Richards gave the annual Chief of the Defense Staff lecture Wednesday at the central London thinktank, the Royal United Services Institute (RUSI).

"As we find it harder to maintain large armies, or politics make it more difficult to employ them in isolation from others, partnering will become more vital," he said.

"We will increasingly operate alongside more culturally acceptable forces," Richards said, citing as an example Britain's military intervention in Libya alongside its principal ally France and supported by the United States.

"The Libyan people, operating on the ground, made the decisive changes to the future of their country," he said.

He said armed forces from Western and Arab countries provided sea and air assistance, but the Libyan National Transitional Council forces were  "the land element."

"An 'army' was still vital. And this was provided by our Arab partners both from Libya and the Gulf," Richards said.

"Alliances will be increasingly important, and as the world evolves, new groupings will emerge," he said.

He said the most obvious indication of this for Britain is the Anglo-French alliance, which is "much more than the Entente Cordiale (the Anglo-French alliance which fought Germany in World War I) of a century ago -- it is a vehicle for joint action." Moreover, Britain would be seeking "other carefully chosen alliances over the coming decade," he said.

Collaboration with nations in the Gulf, an area of significant strategic importance to Britain because of its energy resources, and in Africa have been rewarding, Richards said.

"Perhaps we should be focusing our defense relationships on these regions rather than competing for influence, with many others, in China or India," Richards said.
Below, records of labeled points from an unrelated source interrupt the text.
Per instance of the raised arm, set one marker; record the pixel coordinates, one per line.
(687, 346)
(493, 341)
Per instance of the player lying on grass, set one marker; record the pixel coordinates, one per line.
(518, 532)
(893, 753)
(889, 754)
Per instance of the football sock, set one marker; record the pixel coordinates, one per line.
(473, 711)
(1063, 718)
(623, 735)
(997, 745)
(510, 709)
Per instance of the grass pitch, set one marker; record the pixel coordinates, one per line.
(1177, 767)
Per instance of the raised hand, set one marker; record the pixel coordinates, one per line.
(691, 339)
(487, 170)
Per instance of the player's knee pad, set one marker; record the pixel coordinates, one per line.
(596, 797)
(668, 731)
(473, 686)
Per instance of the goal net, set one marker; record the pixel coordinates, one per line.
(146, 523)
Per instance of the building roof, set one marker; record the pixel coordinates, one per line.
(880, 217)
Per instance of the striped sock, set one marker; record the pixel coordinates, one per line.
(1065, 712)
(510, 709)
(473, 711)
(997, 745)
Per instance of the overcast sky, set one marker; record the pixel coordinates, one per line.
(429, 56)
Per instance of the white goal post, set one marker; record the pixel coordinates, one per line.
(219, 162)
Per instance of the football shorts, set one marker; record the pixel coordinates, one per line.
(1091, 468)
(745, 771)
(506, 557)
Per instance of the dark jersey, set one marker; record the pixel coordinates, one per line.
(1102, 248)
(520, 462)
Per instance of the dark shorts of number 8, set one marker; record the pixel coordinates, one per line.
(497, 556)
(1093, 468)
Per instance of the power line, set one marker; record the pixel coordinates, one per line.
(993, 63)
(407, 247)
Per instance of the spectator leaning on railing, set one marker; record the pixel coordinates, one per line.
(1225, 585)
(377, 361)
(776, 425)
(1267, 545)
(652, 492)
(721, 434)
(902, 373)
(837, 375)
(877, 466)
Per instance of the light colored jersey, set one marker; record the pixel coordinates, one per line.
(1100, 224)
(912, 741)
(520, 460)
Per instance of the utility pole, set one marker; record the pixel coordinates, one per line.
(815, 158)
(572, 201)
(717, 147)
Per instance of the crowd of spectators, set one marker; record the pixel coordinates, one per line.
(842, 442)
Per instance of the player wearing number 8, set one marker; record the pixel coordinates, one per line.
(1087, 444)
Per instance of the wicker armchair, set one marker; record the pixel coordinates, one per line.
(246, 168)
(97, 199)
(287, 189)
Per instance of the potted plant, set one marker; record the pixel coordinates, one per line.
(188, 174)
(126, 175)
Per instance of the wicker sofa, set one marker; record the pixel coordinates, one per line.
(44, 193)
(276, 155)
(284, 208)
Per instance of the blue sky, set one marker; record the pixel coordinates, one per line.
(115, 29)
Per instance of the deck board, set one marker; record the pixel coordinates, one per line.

The British military is struggling with two handicaps, both of them related to money. The first is the budget cut imposed by Prime Minister David Cameron's coalition government as part of its principal task to slash spending across all parts of the government to tackle the near-record public spending deficit, which this year is set to stand at 127 billion pounds (about $195 billion).

While some government departments have to implement cuts of 20 percent or more over four years, military spending is set to fall by 8 percent.

The second handicap is a military spending program that the government said has committed itself to spending 38 billion pounds (about $58 billion) over the next 10 years which it does not have in its budget.

Dealing with both these handicaps is a military problem, Richards admitted.

"The country's main effort must be the economy. No country can defend itself if bankrupt," he said, adding that he is "working hard to control spending."

Currently, Britain's main military effort is maintaining a force of 10,000 troops to fight the war in Afghanistan.

Prime Minister Cameron has ordered all combat troops out of Afghanistan by the end of 2014, with only several hundreds of soldiers left as trainers.

Richards said that his "key role over the next three years is to ensure that British forces leave in good order, enabling the decisive elements of an enduring campaign, those based on effective Afghan National Security Force, governance and development, to continue over the coming decades."

This is not "a change of strategy" but a "change in ownership" as it transitions to Afghan leadership, he said, adding that the Afghan security forces would soon reach 352,000 and that half of all military missions were carried out by Afghan forces.

The head of the armed forces said the US-initiated surge in troops in Afghanistan has worked, and that over the past three months, the number of complex attacks by the Taliban has fallen by over 40 percent, indicating their failing strength.